UK Match.com site hit by malicious adverts

  • Published
Screengrab of UK Match.com websiteImage source, Match.com
Image caption,

Anyone caught out by the adverts could find data is held to ransom

Malicious adverts have been found on the UK version of the Match.com dating website.

Anyone caught out by the booby-trapped ads could fall victim to ransomware, said security company Malwarebytes, which spotted the cyber-threat.

The malicious ads appeared on pages of the dating site via an ad network that pipes content to Match and many other places.

Match briefly suspended adverts on the UK site while it investigated.

"We take the security of our members very seriously indeed," it said in a statement. "Our security experts were able to identify and isolate the affected adverts, this does not represent a breach of our site or our users' data," it added.

Ad monitoring

The attack worked by redirecting people who click on one of the adverts through a series of links to a site that is seeded with code that checks to see if a visitor is running outdated versions of widely used software.

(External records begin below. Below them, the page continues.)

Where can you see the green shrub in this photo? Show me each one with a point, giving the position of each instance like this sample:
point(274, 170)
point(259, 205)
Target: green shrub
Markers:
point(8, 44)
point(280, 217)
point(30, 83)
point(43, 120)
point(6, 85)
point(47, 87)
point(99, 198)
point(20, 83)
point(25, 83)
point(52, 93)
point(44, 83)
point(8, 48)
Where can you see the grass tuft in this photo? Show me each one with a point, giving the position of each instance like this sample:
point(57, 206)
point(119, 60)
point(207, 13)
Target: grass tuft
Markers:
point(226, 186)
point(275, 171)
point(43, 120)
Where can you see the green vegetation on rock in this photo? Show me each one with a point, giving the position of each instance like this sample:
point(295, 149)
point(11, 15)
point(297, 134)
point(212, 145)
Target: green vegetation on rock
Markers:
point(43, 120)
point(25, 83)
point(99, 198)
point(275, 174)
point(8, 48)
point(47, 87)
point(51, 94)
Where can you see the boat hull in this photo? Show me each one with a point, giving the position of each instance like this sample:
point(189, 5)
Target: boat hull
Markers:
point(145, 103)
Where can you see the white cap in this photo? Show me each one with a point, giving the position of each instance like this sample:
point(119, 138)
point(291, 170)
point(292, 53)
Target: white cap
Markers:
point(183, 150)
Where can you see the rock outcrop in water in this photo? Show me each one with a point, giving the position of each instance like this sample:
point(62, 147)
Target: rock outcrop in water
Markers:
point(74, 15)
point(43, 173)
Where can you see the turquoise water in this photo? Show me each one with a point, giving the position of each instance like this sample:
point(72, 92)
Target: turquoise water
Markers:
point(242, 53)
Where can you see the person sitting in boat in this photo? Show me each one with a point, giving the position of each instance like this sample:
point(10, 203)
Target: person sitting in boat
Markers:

Bugs in the versions of Flash, Java, Adobe Reader and Silverlight used in browsers were all being exploited by the malicious code, said Malwarebytes.

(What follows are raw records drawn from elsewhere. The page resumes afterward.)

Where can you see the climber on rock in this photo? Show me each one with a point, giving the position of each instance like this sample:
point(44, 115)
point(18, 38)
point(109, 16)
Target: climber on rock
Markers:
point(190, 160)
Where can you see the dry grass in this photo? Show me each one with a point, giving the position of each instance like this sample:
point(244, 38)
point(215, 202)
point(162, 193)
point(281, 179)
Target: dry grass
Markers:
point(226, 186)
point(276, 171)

Once a machine was compromised it could be hit by one of several different attacks, it said.

These could include falling victim to a virus that encrypts data. It is only decrypted if a victim pays a ransom of several hundred dollars or euros.

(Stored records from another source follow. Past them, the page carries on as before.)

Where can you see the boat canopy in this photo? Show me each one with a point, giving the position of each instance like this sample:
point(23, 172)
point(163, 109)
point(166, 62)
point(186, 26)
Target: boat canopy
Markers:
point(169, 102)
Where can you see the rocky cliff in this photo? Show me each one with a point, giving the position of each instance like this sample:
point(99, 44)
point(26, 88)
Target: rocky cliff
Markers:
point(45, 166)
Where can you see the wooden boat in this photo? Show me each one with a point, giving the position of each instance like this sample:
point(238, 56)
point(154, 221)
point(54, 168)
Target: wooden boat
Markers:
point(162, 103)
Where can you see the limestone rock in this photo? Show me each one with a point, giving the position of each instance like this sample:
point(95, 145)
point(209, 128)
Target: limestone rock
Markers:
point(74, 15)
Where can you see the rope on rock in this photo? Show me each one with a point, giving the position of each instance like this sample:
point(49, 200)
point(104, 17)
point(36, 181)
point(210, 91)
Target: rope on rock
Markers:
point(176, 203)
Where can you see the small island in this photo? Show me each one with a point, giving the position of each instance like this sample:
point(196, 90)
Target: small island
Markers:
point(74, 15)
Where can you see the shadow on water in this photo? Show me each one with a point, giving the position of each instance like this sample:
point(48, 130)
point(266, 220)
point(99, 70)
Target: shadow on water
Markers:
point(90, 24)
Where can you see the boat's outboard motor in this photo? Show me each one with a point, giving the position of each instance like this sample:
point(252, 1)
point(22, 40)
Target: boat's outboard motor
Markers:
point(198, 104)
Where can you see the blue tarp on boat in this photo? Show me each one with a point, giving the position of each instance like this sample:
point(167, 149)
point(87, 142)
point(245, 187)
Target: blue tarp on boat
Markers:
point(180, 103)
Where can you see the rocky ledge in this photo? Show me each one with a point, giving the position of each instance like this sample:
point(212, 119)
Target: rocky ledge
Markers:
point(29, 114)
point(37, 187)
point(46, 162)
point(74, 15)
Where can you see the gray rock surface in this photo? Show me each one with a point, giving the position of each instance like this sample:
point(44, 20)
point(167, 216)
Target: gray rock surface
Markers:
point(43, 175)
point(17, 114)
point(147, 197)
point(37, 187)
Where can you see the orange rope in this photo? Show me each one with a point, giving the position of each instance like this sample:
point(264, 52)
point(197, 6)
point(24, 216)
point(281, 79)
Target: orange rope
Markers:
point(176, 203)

Another attack involves a trojan that tries to steal login names and passwords for online bank accounts.

Malwarebytes said it was not yet clear how many people had fallen victim to the malicious adverts, because the booby-trapped ads were served via a network that provided content to lots of different sites.

A Match.com spokesperson said it had no reports that any users had been caught out but it advised people to make sure security software was up to date to ensure they stayed well protected.

A spokesman for Malwarebytes said cyber thieves were increasingly turning to ad-based campaigns to find victims.

"We're seeing these types of attacks happen more and more," they said. "Companies should always have effective measures in place to monitor for these malicious ads."

Match.com's sister site Plenty of Fish was hit by a similar ad-based attack in late August.